= Dhruva reactor =

Radioisotope production reactor

The Dhruva reactor is India's largest nuclear research reactor. It was the first nuclear reactor in Asia proper. Located in the Mumbai suburb of Trombay at the Bhabha Atomic Research Centre (BARC), it is India's primary generator of weapons-grade plutonium-bearing spent fuel for its nuclear weapons program. Originally named the R-5, this open pool reactor first went critical on 8 August 1985 after 10 years of construction. However, the unit did not attain full power until 1988. The reactor experienced at least one serious accident when 4 metric ton of heavy water overflowed from the reactor core in 1985 following vibration problems.

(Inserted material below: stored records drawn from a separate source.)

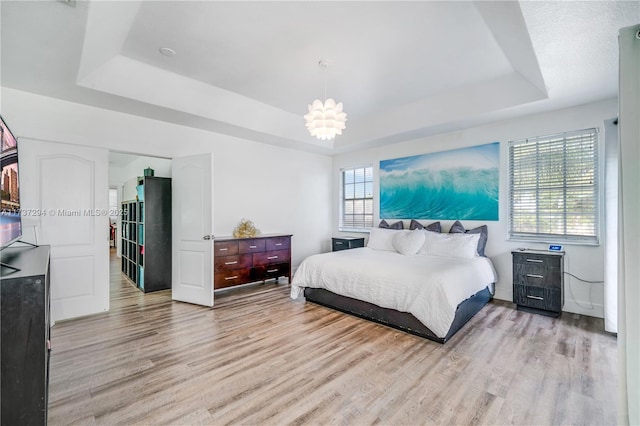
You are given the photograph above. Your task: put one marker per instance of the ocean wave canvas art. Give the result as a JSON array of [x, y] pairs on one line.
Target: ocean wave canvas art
[[460, 184]]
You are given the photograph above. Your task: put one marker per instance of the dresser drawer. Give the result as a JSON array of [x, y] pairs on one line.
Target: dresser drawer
[[265, 272], [224, 248], [229, 263], [270, 257], [547, 299], [231, 278], [277, 243], [251, 246]]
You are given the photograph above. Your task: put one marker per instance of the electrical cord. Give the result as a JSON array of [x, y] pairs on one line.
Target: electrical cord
[[583, 280], [590, 290]]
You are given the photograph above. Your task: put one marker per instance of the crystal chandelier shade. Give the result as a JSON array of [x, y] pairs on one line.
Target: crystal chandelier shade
[[325, 120]]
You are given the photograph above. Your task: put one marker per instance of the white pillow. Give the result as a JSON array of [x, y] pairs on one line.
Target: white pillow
[[450, 245], [408, 242], [382, 238]]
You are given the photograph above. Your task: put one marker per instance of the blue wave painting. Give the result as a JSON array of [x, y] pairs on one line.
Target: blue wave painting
[[450, 185]]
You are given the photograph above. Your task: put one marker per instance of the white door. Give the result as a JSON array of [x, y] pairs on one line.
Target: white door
[[64, 201], [192, 226]]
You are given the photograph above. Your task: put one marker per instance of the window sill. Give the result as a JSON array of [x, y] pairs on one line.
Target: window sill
[[551, 240], [356, 230]]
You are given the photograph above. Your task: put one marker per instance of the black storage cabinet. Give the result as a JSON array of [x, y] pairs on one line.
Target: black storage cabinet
[[25, 342]]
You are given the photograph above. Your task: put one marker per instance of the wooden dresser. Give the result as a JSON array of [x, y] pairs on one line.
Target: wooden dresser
[[245, 260]]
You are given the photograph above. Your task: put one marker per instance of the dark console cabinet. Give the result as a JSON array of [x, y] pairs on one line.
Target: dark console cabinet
[[538, 284], [25, 337], [244, 260]]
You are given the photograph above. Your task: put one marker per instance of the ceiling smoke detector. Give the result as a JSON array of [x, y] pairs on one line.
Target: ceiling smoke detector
[[167, 51]]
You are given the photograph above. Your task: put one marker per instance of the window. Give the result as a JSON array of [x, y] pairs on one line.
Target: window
[[553, 188], [357, 198]]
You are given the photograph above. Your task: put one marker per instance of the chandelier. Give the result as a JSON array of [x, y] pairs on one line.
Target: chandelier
[[325, 120]]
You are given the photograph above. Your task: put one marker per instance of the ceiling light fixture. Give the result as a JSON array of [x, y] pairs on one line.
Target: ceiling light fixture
[[325, 120]]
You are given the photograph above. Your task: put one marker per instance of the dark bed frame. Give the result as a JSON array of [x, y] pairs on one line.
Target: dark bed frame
[[401, 320]]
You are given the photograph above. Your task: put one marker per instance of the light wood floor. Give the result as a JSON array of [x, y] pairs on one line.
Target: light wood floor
[[261, 358]]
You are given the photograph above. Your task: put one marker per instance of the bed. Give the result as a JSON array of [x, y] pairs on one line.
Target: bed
[[430, 287]]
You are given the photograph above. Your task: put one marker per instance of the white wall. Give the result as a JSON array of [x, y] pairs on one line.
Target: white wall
[[279, 189], [584, 261]]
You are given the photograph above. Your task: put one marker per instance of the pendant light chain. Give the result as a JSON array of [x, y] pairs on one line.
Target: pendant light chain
[[325, 119]]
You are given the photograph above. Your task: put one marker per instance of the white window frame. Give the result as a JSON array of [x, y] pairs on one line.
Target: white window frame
[[348, 227], [561, 145]]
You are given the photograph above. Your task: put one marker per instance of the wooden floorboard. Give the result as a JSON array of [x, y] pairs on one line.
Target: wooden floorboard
[[261, 358]]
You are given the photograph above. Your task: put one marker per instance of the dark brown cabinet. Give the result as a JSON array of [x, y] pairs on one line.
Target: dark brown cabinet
[[244, 260], [346, 243], [538, 284], [25, 338]]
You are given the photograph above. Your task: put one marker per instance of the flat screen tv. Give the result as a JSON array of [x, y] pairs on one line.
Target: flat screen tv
[[10, 219]]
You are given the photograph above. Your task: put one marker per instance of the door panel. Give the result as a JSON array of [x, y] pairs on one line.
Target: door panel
[[192, 212], [68, 186]]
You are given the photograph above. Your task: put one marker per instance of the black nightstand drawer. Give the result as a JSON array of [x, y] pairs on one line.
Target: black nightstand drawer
[[538, 282], [536, 275], [538, 297], [346, 243], [537, 259]]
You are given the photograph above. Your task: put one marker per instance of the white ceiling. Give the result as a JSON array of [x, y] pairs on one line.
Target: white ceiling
[[248, 69]]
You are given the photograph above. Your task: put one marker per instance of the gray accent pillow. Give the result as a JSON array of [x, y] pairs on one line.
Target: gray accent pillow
[[458, 228], [385, 225], [434, 227]]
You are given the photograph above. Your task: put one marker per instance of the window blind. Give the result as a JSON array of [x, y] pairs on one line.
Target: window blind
[[553, 187], [357, 198]]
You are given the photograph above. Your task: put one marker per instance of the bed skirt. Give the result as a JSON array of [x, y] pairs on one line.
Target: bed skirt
[[401, 320]]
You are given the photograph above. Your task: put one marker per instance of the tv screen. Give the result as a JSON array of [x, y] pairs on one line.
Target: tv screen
[[10, 220]]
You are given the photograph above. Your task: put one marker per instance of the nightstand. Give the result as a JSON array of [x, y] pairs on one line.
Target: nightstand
[[346, 243], [538, 281]]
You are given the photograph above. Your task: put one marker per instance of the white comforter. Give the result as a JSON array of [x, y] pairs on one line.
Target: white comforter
[[429, 287]]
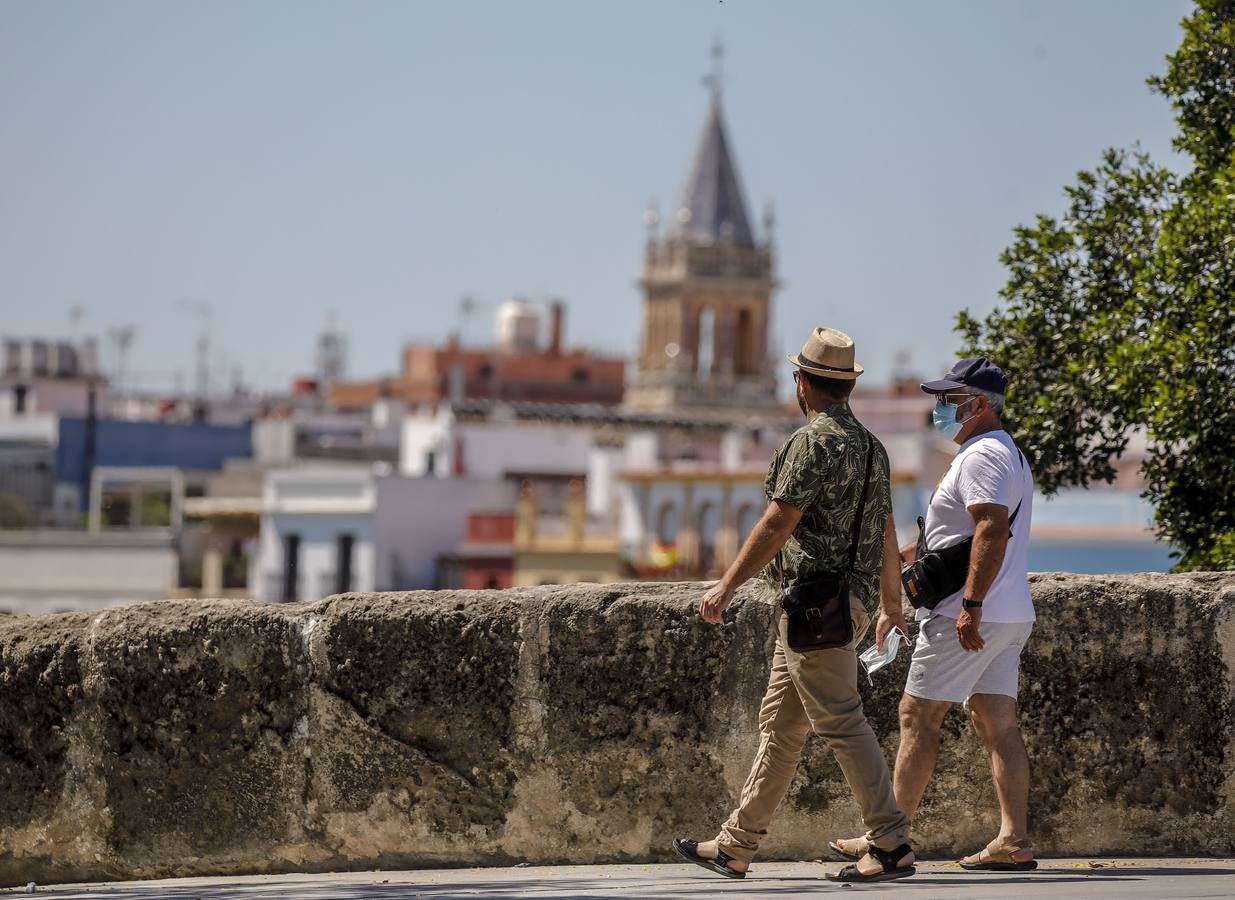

Designed as a larger version of the CIRUS reactor, Dhruva was an Indian designed project built to provide an independent source of weapons-grade plutonium free from safeguards. The Dhruva project cost 950 million rupees. The reactor uses heavy water (deuterium) as a moderator and coolant. Aluminum clad fuel rods containing natural uranium are used to obtain a maximum thermal power output of 100 megawatts. The reactor can produce 20–25 kg of weapons-grade plutonium per year.

Dhruva, in Indian mythology, is a prince blessed to eternal existence and glory as the Pole Star by Vishnu. It can also mean 'immovable' in Sanskrit.